Two years later, in 1884, he immigrated to the United States. He worked at the Edison Machine Works in New York City, then he quit the job. With the help of partners to finance and market his ideas, Tesla set up laboratories and companies in New York to develop a range of electrical and mechanical devices. His alternating current (AC) induction motor and related polyphase AC patents, which was licensed by Westinghouse Electric in 1888, earned him a considerable amount of money, and became the cornerstone of the polyphase system, which the company eventually marketed.
Tesla became famous as an inventor, and demonstrated his achievements to celebrities and wealthy patrons at his lab, and became well known for his shows at public lectures. Throughout the 1890s, Tesla pursued his ideas for wireless lighting, and worldwide wireless electric power distribution in his high-voltage, high-frequency power experiments in New York, and Colorado Springs. In 1893, he made pronouncements on the possibility of wireless communication with his devices. Tesla tried to put these ideas to practical use in his unfinished Wardenclyffe Tower project, an intercontinental wireless communication, and power transmitter. However, he ran out of funding, before he could complete it.

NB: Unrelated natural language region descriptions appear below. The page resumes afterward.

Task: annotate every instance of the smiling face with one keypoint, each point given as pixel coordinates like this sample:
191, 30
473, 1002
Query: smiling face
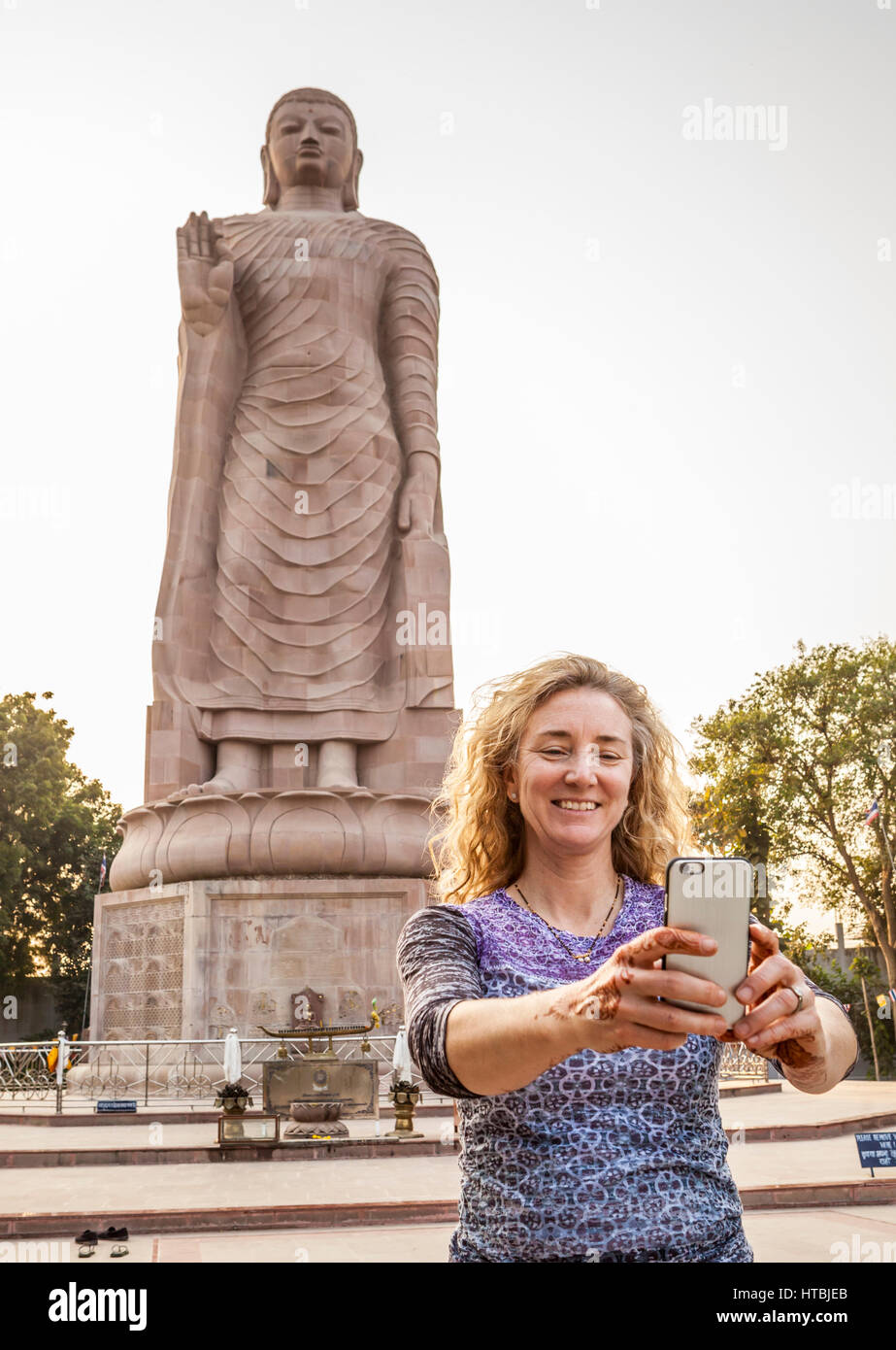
574, 769
311, 144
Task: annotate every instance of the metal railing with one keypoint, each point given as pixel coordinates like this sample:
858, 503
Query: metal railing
193, 1070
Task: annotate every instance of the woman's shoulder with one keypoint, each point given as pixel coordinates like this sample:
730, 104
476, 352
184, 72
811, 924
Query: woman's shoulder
450, 923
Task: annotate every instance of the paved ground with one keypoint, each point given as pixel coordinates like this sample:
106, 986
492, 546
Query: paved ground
788, 1235
181, 1186
784, 1107
867, 1232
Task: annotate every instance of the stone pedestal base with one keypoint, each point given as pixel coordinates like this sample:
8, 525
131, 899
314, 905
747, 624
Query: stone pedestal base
308, 1129
192, 959
349, 831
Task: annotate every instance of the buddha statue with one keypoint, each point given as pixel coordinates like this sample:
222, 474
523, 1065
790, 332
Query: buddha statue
304, 513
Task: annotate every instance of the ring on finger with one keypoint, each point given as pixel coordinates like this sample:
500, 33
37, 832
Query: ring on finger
799, 996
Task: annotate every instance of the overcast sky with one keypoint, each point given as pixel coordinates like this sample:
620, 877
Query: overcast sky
667, 352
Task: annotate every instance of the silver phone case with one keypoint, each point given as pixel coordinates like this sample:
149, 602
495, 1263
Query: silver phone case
716, 903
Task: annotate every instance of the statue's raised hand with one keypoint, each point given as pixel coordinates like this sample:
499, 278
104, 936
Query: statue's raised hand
205, 273
417, 499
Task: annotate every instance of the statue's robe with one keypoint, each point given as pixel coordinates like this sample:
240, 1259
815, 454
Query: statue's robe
284, 573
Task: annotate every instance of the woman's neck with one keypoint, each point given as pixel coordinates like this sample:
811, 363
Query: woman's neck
574, 894
304, 196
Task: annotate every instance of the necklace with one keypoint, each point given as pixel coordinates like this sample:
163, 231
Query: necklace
575, 956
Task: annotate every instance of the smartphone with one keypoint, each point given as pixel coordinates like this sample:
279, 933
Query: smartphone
712, 895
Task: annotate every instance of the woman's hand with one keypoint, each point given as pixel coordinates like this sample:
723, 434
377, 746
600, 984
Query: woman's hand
205, 273
616, 1006
774, 1028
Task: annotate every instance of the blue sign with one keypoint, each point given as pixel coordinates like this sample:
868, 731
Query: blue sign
878, 1149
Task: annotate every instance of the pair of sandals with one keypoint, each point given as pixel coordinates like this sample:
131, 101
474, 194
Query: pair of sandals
88, 1241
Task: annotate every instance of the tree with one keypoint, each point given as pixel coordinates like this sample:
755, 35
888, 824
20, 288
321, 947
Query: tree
792, 768
54, 827
809, 952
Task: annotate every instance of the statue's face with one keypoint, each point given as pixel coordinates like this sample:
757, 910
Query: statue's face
311, 144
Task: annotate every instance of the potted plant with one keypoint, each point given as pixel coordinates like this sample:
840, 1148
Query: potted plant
234, 1097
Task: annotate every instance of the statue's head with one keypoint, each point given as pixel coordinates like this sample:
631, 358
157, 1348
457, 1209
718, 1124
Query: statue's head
311, 138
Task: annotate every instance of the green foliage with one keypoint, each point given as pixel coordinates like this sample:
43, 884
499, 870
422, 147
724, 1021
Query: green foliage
791, 767
805, 951
54, 827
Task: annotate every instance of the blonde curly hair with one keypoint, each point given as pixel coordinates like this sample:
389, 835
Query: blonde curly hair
481, 844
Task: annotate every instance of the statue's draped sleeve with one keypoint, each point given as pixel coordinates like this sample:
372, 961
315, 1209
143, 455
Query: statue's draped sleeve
211, 371
409, 354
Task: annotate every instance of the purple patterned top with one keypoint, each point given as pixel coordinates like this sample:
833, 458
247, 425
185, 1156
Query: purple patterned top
605, 1157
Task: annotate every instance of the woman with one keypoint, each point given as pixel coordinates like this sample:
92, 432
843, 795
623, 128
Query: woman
590, 1120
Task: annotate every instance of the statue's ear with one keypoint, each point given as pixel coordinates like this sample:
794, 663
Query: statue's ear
272, 183
349, 190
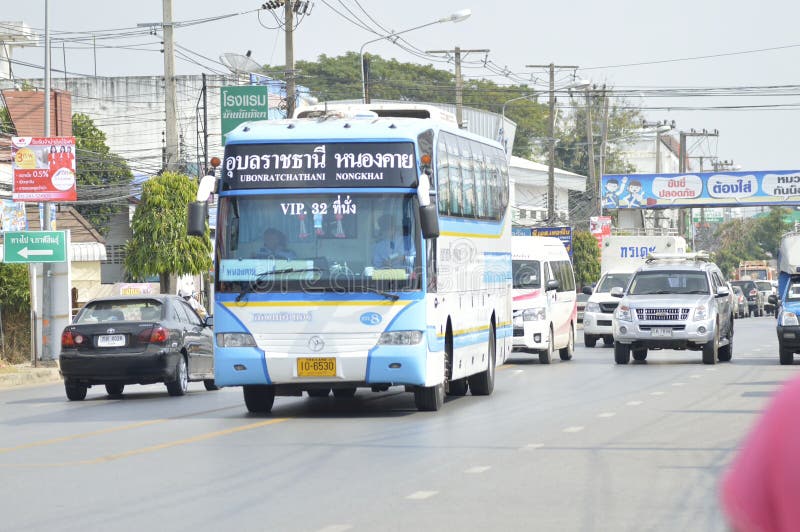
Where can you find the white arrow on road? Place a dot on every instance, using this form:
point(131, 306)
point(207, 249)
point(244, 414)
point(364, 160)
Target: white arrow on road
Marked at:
point(25, 252)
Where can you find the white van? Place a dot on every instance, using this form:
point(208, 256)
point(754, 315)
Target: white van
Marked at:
point(601, 305)
point(545, 303)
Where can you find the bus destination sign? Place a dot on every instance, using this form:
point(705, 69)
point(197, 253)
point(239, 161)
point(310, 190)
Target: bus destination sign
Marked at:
point(311, 165)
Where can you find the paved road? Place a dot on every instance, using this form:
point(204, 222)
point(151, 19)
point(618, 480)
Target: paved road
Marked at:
point(581, 445)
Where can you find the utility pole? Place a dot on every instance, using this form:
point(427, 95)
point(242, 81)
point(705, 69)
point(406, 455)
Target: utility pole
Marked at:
point(457, 51)
point(684, 156)
point(551, 134)
point(170, 98)
point(290, 79)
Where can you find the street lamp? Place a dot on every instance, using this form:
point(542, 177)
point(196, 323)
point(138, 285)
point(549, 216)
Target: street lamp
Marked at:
point(501, 133)
point(551, 174)
point(457, 16)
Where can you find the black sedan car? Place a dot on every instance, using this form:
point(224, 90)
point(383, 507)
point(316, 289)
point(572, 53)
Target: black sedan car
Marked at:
point(136, 340)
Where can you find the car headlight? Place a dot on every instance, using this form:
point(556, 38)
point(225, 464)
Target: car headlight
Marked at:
point(400, 338)
point(701, 312)
point(593, 307)
point(235, 340)
point(624, 313)
point(789, 318)
point(533, 314)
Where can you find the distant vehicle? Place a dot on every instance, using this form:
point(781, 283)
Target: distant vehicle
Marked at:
point(124, 340)
point(545, 303)
point(740, 308)
point(765, 287)
point(755, 298)
point(674, 302)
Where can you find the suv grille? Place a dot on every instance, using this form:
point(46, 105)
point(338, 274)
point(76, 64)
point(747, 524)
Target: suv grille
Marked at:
point(662, 314)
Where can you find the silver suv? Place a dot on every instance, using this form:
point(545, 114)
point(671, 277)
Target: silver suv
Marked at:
point(674, 302)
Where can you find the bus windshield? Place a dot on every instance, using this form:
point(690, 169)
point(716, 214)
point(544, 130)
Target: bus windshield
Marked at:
point(328, 241)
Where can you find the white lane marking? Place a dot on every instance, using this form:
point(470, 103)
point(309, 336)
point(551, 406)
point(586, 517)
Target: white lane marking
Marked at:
point(419, 495)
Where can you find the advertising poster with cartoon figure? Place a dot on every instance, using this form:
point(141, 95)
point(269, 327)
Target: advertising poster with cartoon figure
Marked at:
point(708, 189)
point(44, 168)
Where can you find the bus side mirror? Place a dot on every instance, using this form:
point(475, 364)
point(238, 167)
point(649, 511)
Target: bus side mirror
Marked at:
point(428, 216)
point(196, 218)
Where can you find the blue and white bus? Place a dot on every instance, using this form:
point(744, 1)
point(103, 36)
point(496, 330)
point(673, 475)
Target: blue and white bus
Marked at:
point(361, 252)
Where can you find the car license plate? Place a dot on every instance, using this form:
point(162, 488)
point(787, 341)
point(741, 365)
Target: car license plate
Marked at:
point(111, 340)
point(316, 367)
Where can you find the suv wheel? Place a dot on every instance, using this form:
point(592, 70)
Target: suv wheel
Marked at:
point(622, 353)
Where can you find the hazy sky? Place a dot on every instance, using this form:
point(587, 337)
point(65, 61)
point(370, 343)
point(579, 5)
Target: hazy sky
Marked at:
point(590, 34)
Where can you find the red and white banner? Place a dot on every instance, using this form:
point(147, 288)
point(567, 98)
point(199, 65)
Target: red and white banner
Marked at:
point(600, 227)
point(44, 168)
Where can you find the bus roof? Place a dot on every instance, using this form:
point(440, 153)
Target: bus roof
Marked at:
point(341, 129)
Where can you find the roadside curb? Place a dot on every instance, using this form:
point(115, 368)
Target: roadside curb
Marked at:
point(27, 376)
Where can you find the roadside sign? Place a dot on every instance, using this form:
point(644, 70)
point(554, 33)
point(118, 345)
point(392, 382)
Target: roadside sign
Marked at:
point(35, 246)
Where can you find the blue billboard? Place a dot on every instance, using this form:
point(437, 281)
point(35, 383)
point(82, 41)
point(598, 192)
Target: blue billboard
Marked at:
point(707, 189)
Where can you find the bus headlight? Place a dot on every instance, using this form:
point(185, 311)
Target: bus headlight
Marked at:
point(789, 318)
point(533, 314)
point(235, 340)
point(400, 338)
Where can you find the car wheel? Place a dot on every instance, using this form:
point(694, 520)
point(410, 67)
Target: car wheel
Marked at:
point(622, 353)
point(114, 389)
point(429, 398)
point(567, 352)
point(546, 355)
point(786, 356)
point(711, 348)
point(589, 340)
point(259, 398)
point(483, 383)
point(179, 386)
point(344, 393)
point(75, 391)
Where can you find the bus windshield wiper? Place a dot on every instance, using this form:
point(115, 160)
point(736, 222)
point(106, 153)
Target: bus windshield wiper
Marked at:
point(387, 295)
point(261, 276)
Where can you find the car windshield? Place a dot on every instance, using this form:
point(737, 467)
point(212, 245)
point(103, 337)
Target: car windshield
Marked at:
point(323, 241)
point(613, 279)
point(119, 310)
point(526, 273)
point(669, 282)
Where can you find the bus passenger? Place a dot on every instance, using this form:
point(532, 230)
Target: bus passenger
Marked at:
point(274, 246)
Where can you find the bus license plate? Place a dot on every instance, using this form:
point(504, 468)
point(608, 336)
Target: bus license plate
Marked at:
point(111, 340)
point(316, 367)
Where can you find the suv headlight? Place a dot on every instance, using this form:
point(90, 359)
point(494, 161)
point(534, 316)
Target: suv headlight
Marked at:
point(400, 338)
point(592, 307)
point(533, 314)
point(789, 318)
point(624, 313)
point(235, 340)
point(701, 312)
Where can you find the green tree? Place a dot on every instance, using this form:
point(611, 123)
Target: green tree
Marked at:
point(103, 178)
point(160, 245)
point(586, 258)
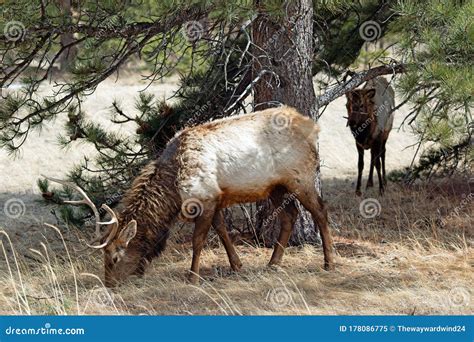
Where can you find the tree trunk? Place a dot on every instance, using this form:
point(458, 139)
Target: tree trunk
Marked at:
point(283, 54)
point(69, 54)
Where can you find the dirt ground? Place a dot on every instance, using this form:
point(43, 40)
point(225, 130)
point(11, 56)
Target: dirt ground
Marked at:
point(415, 256)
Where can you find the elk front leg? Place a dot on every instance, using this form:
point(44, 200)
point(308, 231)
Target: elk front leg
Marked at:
point(201, 228)
point(360, 151)
point(287, 220)
point(220, 227)
point(377, 167)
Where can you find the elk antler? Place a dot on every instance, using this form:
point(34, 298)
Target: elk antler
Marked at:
point(110, 233)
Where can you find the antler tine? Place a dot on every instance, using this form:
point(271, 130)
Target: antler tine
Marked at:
point(113, 222)
point(86, 201)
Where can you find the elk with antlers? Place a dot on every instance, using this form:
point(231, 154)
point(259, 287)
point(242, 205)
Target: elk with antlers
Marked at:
point(370, 119)
point(203, 169)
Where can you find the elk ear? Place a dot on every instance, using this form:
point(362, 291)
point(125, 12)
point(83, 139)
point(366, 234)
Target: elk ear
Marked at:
point(128, 233)
point(370, 93)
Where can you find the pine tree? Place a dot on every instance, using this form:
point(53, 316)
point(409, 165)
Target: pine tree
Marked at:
point(212, 44)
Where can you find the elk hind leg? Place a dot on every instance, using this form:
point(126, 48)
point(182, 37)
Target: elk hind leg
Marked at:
point(287, 214)
point(221, 229)
point(311, 200)
point(201, 229)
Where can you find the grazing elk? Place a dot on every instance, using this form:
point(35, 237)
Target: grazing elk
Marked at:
point(370, 119)
point(206, 168)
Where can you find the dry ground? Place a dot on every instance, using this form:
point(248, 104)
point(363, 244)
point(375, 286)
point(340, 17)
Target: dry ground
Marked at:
point(415, 257)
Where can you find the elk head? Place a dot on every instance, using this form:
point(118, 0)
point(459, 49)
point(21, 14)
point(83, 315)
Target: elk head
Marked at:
point(360, 107)
point(120, 258)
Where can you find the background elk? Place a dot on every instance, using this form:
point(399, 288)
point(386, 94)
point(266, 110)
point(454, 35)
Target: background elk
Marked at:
point(370, 119)
point(205, 168)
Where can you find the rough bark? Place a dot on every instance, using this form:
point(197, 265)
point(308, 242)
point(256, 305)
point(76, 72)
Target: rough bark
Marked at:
point(284, 49)
point(67, 38)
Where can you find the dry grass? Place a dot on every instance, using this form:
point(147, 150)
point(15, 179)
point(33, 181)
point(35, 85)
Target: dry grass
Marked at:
point(416, 257)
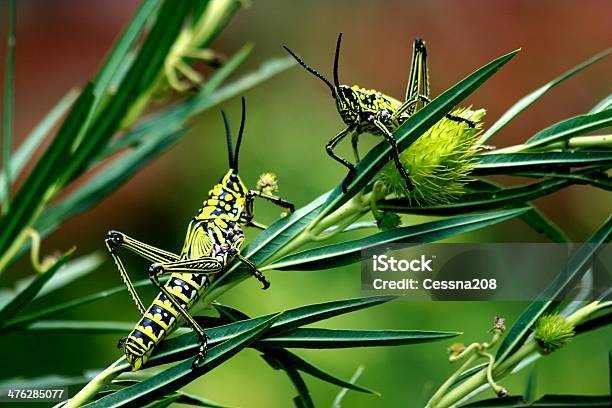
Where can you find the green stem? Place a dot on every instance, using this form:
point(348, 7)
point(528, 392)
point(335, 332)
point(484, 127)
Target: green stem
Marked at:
point(8, 105)
point(503, 369)
point(583, 142)
point(352, 210)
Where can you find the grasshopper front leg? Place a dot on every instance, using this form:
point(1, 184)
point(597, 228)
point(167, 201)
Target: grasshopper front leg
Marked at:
point(204, 265)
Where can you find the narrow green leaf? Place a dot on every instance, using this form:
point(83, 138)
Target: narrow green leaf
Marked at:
point(72, 270)
point(36, 136)
point(80, 327)
point(350, 252)
point(122, 47)
point(573, 401)
point(290, 359)
point(267, 243)
point(174, 118)
point(333, 339)
point(182, 374)
point(8, 101)
point(504, 197)
point(412, 129)
point(183, 398)
point(602, 105)
point(187, 344)
point(29, 292)
point(509, 402)
point(303, 400)
point(24, 320)
point(595, 323)
point(497, 402)
point(304, 366)
point(527, 100)
point(35, 190)
point(468, 373)
point(197, 401)
point(106, 181)
point(344, 391)
point(519, 162)
point(567, 278)
point(566, 129)
point(542, 225)
point(557, 401)
point(530, 388)
point(138, 79)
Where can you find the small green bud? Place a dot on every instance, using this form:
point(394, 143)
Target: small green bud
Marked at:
point(267, 183)
point(552, 332)
point(388, 221)
point(439, 162)
point(455, 349)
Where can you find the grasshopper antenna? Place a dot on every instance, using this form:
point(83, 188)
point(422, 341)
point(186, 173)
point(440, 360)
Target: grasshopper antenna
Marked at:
point(310, 69)
point(240, 133)
point(336, 59)
point(228, 136)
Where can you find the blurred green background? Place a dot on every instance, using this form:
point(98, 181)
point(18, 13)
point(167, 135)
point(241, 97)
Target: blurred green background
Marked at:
point(60, 44)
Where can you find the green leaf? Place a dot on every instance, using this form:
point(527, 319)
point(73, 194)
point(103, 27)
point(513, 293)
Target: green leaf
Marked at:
point(8, 102)
point(122, 47)
point(290, 359)
point(412, 129)
point(519, 162)
point(34, 139)
point(527, 100)
point(183, 398)
point(80, 327)
point(504, 197)
point(106, 181)
point(72, 271)
point(208, 96)
point(572, 127)
point(174, 118)
point(25, 296)
point(567, 278)
point(573, 401)
point(266, 244)
point(530, 388)
point(350, 252)
point(182, 374)
point(344, 391)
point(497, 402)
point(302, 365)
point(311, 338)
point(557, 401)
point(542, 225)
point(138, 79)
point(35, 190)
point(187, 344)
point(602, 105)
point(23, 320)
point(303, 399)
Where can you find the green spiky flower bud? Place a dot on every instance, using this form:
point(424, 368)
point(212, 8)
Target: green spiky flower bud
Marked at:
point(552, 332)
point(267, 183)
point(439, 162)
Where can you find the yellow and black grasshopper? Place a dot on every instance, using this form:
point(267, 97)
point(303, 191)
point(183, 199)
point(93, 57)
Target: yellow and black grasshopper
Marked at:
point(213, 241)
point(368, 110)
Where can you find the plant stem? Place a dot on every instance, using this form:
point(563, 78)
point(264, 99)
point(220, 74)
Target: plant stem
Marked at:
point(583, 142)
point(530, 346)
point(95, 385)
point(7, 133)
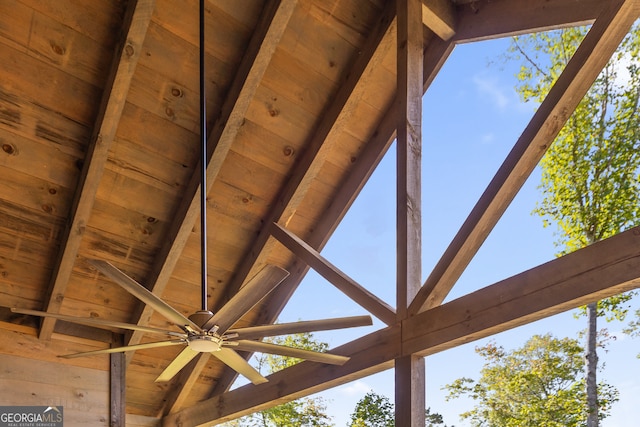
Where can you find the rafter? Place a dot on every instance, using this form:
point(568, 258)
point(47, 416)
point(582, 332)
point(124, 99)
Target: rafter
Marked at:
point(135, 26)
point(595, 272)
point(253, 66)
point(440, 17)
point(490, 19)
point(583, 68)
point(308, 166)
point(339, 279)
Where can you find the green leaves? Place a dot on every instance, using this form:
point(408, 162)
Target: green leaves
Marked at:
point(591, 173)
point(373, 410)
point(540, 384)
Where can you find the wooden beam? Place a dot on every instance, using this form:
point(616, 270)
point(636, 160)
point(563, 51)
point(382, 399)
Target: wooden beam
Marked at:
point(186, 379)
point(323, 138)
point(598, 271)
point(440, 17)
point(117, 388)
point(491, 19)
point(576, 79)
point(409, 370)
point(339, 279)
point(409, 156)
point(310, 163)
point(135, 24)
point(258, 55)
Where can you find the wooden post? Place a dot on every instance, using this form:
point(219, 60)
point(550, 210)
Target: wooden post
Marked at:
point(117, 371)
point(409, 370)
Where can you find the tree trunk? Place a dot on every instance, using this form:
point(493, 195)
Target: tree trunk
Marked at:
point(592, 366)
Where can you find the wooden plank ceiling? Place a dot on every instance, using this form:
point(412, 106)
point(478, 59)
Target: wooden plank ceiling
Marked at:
point(100, 160)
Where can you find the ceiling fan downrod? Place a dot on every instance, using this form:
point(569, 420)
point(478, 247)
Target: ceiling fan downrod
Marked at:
point(203, 166)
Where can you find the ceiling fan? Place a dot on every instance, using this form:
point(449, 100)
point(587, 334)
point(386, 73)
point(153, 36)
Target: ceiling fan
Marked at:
point(205, 331)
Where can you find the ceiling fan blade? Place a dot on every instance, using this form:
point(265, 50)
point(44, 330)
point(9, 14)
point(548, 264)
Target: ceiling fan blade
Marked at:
point(249, 295)
point(240, 365)
point(143, 294)
point(177, 364)
point(314, 356)
point(90, 321)
point(126, 348)
point(256, 332)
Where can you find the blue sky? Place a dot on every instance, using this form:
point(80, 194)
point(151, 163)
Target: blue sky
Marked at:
point(472, 118)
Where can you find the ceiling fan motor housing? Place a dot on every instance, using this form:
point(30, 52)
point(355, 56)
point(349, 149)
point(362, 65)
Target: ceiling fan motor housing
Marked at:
point(204, 343)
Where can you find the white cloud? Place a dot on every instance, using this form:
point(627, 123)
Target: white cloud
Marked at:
point(490, 88)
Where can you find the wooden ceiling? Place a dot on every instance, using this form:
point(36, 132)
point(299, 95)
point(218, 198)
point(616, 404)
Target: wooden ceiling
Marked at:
point(100, 160)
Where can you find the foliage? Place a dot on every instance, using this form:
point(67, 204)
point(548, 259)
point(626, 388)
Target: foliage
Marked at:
point(634, 328)
point(591, 172)
point(374, 410)
point(305, 412)
point(540, 384)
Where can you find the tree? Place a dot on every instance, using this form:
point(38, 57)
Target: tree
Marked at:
point(375, 410)
point(538, 385)
point(590, 175)
point(305, 412)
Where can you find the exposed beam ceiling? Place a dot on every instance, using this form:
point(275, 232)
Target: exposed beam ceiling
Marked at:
point(123, 67)
point(551, 288)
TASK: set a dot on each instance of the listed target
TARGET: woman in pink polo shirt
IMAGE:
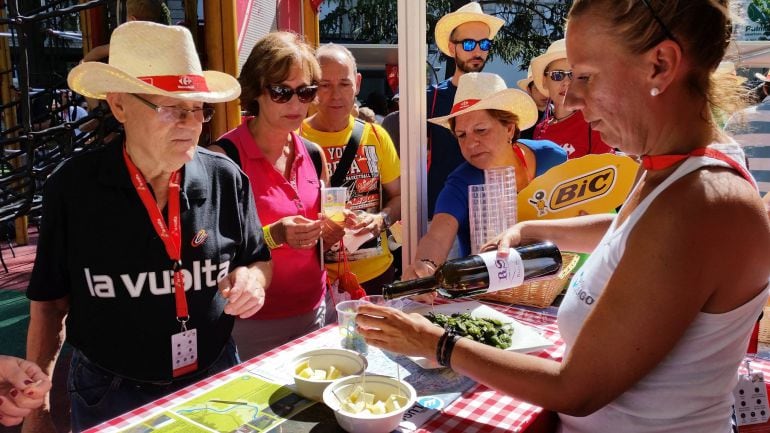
(278, 82)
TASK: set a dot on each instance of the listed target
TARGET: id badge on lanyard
(184, 344)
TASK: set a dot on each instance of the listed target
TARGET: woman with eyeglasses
(657, 321)
(485, 118)
(279, 82)
(563, 125)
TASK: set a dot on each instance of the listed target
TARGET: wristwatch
(385, 221)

After Wardenclyffe, Tesla experimented with a series of inventions in the 1910s and 1920s, with varying degrees of success. Having spent most of his money, Tesla lived in a series of New York hotels, leaving behind unpaid bills. He died in New York City in January 1943. Tesla's work fell out of sight after his death, but in 1960 he became known again, when the General Conference on Weights and Measures named the S-I unit of magnetic flux density the Tesla, in his honor.
Since 1990s, his name has been among the most popular scientists throughout history, and today, he gets the attention he deserves.